Applying it to bleeding seems like a sensible next step, says Gail ter Haar, a physicist at the Institute of Cancer Research’s Therapeutic Ultrasound Team in the Royal Marsden Hospital, near London. “It is ambitious but it’s quite realizable,” she says.

Surrounding tissue may be damaged in the process, since it will be heated close to the boiling point. But the blood vessels remain functional because “the blood flow in the vessel cools the wall and so protects it,” says ter Haar. So the blood around the opening coagulates, while the blood passing through the vessels keeps on flowing.

The biological feasibility of this technology is well established, says Joseph Eichinger, president of Seattle-based AcousTx, which was spun out of another company, Therus, to take part in DARPA’s research program. Therus, also in Seattle, has also been developing ways to use ultrasound to stop bleeding.
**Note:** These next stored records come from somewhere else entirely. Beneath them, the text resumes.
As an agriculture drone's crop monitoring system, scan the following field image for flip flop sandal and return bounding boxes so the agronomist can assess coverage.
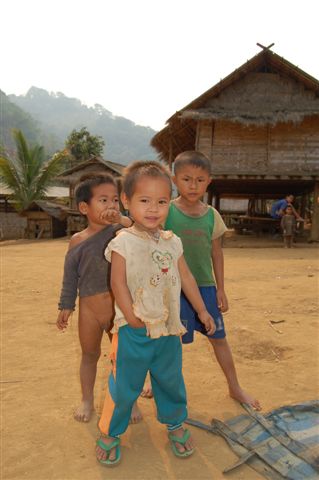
[96,437,121,467]
[168,429,194,458]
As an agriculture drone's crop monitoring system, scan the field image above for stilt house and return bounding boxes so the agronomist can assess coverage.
[151,46,319,241]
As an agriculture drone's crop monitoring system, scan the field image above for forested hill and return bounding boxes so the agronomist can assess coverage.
[0,90,59,152]
[8,87,156,164]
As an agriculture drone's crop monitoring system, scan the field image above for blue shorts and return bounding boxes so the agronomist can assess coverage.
[181,286,226,343]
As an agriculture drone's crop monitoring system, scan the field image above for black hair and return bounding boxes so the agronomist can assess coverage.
[174,150,211,175]
[75,172,118,205]
[122,160,172,198]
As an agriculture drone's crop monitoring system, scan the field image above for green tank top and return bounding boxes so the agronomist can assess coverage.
[165,203,215,287]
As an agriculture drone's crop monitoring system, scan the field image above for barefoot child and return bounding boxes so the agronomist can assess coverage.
[57,173,140,422]
[280,205,296,248]
[96,162,215,466]
[165,151,260,409]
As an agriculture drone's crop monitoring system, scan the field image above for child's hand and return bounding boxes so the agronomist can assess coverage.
[127,317,145,328]
[56,310,73,330]
[100,208,122,223]
[198,310,216,335]
[216,290,229,312]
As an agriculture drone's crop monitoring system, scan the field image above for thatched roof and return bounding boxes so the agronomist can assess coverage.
[0,185,69,198]
[57,157,125,183]
[151,49,319,161]
[22,200,69,220]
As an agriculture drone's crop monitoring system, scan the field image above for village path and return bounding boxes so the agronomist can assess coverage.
[0,239,319,480]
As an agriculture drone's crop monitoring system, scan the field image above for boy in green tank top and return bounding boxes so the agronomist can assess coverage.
[165,151,261,410]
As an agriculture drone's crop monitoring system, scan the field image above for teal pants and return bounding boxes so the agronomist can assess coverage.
[104,325,187,437]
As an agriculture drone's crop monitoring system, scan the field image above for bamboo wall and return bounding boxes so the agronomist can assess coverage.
[196,117,319,174]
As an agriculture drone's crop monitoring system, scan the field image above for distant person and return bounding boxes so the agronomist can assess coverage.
[280,205,296,248]
[165,151,260,410]
[56,173,141,423]
[270,194,303,221]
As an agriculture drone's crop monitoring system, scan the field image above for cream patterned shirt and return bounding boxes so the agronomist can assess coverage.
[105,226,186,338]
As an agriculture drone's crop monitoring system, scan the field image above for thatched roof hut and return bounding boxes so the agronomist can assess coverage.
[21,200,69,238]
[151,47,319,240]
[57,157,125,210]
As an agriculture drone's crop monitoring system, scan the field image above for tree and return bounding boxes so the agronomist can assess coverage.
[65,127,105,164]
[0,130,61,211]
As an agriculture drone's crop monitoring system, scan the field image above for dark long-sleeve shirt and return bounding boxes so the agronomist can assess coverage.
[59,225,123,310]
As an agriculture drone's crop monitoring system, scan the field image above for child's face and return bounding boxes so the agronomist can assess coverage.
[122,175,171,231]
[79,183,120,225]
[173,165,211,203]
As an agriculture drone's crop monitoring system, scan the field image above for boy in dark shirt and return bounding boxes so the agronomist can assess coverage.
[57,173,141,422]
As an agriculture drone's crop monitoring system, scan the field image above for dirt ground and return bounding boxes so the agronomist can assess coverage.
[0,239,319,480]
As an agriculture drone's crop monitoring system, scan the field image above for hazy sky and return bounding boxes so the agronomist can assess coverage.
[0,0,319,129]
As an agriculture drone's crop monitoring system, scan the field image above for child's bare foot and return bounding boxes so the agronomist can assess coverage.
[141,384,154,398]
[229,387,261,410]
[74,400,94,422]
[130,402,143,423]
[95,437,116,462]
[169,427,195,457]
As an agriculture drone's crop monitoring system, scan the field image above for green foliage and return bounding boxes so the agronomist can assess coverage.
[65,127,105,164]
[0,130,61,211]
[9,87,157,164]
[0,90,63,154]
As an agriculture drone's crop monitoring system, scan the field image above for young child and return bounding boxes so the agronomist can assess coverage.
[280,205,296,248]
[57,173,140,422]
[96,162,215,466]
[165,151,260,409]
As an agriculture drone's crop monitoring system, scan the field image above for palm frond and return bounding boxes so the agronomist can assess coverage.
[0,130,62,210]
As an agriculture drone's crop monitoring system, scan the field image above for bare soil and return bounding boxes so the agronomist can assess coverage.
[0,239,319,480]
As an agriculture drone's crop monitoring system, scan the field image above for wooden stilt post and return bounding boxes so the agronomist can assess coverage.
[309,181,319,242]
[168,135,173,171]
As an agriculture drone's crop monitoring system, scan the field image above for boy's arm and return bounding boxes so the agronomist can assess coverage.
[111,251,145,328]
[178,255,216,335]
[56,236,80,330]
[212,237,229,312]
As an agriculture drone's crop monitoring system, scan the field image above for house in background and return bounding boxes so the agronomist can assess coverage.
[0,186,69,240]
[21,200,69,239]
[151,47,319,241]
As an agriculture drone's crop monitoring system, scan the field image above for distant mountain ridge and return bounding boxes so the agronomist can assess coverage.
[7,87,156,165]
In particular, its acoustic hemostasis system is being developed to seal punctures in the femoral artery of the groin that are caused as part of cardiac catheter treatments. Normally, these punctures have to have continuous pressure applied to them, and can take from 30 minutes to several hours to seal, says Eichinger. With the HIFU approach, they seal in just a few seconds.

In its final form, the acoustic cuff will consist of a lightweight, flexible device with both ultrasonic imaging transducers and therapeutic transducers lining its insides. The imaging transducers, which function in the same way as sonograms, will be used to first identify the vasculature within a limb and locate any bleeds. The therapeutic transducers are then focused to stem the blood flow.

All these capabilities have been demonstrated as separate parts, says Eichinger – now comes the engineering hurdle of putting them together in a package capable of surviving the rigors of a battlefield. “It is a very challenging environment,” he says. “It’s hard enough to take an iPod into Iraq and make it work.” Indeed, the heat, humidity, dust, and noisy electromagnetic environment of combat couldn’t be further from a safe and clean hospital treatment room.